There were few non-British films featured although the German-made Das Boot (1981) is widely regarded as one of the best war films and there is a raft of American films some with a loose grip on the facts.
Other questions left unanswered were the difference in actors and acting between those that had fought in the war and those that did not.
Leading American actors like Rod Steiger, Les Marvin and Henry Fonda all fought in the WW2 Pacific naval campaigns and took advantage of re-training post-war to become stars.
Then there is the treatment of the Germans.
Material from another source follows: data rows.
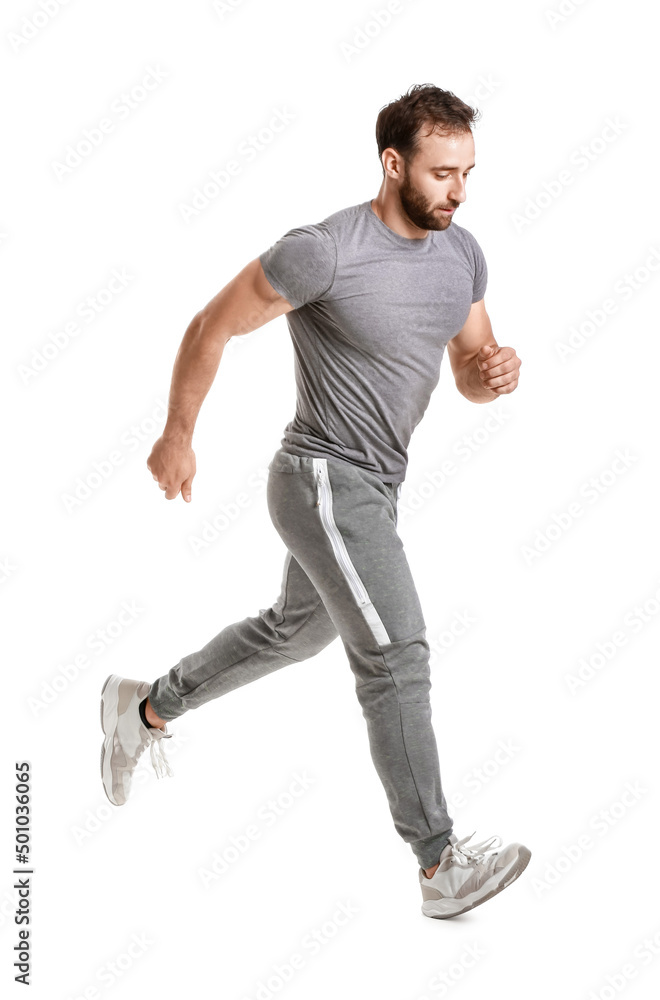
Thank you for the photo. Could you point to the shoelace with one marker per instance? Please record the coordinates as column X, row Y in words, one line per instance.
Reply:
column 464, row 856
column 158, row 759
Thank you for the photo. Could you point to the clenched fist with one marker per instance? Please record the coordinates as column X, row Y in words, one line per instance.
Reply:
column 498, row 368
column 172, row 464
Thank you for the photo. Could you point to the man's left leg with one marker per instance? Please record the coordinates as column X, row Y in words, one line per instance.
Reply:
column 339, row 521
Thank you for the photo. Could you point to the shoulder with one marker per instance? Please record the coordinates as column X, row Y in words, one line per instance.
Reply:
column 464, row 240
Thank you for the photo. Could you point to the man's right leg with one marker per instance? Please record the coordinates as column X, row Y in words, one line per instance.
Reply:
column 296, row 627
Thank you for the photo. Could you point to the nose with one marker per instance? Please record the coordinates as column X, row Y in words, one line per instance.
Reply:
column 457, row 190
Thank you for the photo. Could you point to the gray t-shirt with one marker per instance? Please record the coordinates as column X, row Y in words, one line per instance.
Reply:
column 373, row 311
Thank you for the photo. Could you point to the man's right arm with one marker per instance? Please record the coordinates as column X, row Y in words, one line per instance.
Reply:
column 243, row 305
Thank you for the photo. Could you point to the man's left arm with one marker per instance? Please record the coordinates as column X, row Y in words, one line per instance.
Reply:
column 482, row 370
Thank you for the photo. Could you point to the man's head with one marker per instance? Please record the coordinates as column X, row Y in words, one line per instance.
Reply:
column 426, row 150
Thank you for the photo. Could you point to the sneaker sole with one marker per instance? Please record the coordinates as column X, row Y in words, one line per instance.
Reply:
column 109, row 702
column 474, row 899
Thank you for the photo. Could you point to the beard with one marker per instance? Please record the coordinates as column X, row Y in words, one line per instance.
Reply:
column 419, row 210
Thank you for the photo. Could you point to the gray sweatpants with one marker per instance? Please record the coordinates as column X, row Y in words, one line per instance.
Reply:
column 346, row 574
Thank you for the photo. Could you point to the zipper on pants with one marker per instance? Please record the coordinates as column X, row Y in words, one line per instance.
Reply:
column 338, row 544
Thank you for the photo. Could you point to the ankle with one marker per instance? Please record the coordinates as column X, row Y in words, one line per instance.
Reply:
column 154, row 720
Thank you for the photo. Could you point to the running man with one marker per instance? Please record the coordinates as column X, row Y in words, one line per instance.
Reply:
column 372, row 295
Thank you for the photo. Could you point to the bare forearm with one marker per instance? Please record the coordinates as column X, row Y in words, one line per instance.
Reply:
column 195, row 368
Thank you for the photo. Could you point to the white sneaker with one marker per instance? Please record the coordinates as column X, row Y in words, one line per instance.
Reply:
column 126, row 736
column 468, row 876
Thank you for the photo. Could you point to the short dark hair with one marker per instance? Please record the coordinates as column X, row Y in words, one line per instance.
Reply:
column 399, row 123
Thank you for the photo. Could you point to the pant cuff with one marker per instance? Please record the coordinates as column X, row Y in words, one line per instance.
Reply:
column 428, row 851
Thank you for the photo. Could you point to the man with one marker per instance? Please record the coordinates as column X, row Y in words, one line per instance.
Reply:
column 372, row 295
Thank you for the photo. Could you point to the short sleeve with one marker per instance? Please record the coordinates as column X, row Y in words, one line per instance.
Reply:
column 480, row 273
column 301, row 265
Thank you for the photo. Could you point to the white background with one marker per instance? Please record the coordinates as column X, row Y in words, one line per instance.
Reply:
column 485, row 542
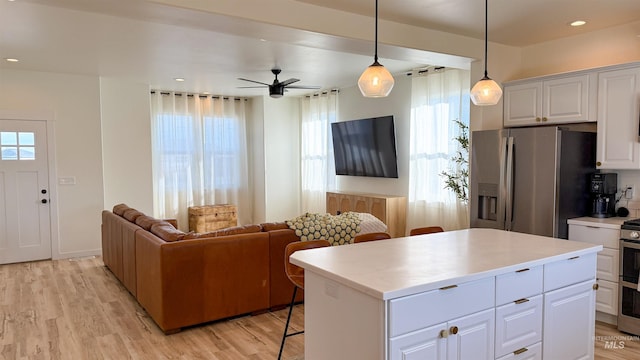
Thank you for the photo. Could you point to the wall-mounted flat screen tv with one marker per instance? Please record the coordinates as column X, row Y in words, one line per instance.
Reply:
column 365, row 147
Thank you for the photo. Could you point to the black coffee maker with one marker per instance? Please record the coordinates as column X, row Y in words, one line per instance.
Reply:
column 603, row 194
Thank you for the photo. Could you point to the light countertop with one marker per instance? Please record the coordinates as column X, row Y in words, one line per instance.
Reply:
column 387, row 269
column 610, row 223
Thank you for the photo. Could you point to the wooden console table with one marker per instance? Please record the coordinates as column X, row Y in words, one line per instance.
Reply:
column 390, row 209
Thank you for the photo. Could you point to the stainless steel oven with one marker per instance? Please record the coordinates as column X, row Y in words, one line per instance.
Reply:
column 629, row 297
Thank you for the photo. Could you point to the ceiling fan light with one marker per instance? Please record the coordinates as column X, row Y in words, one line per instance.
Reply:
column 376, row 81
column 486, row 92
column 276, row 92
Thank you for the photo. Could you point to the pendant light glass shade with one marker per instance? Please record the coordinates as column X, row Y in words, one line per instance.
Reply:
column 375, row 81
column 486, row 91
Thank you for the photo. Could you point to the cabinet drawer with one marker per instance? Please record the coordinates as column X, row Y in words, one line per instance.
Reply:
column 533, row 352
column 423, row 344
column 569, row 271
column 418, row 311
column 596, row 235
column 608, row 265
column 607, row 297
column 518, row 284
column 518, row 324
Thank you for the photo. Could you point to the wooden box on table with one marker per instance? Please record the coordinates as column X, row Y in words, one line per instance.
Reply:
column 212, row 217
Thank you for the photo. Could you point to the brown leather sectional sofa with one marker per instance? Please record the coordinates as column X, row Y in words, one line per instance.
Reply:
column 183, row 279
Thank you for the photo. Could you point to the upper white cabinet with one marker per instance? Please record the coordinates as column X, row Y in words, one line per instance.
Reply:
column 550, row 100
column 618, row 117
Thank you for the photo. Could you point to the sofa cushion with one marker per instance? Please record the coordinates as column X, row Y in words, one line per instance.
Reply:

James Mason in Rommel gave a sympathetic portrayal only six years after VE Day and Darryl Zanuck’s The Longest Day gave the German side with lines delivered in German.
It was interesting to see my old school friend Jonathan Kydd interviewed.
A war film was not a war film without his father Sam Kydd, who made some 200 films, in the cast list.
Simon Heffer, the right wing journalist, knows his stuff and American historian Christina Newland is a welcome addition and less of a know-all than Dr Bonnie Greet.
Maybe the genre deserved more than one hour but the aftertaste was unsatisfactory.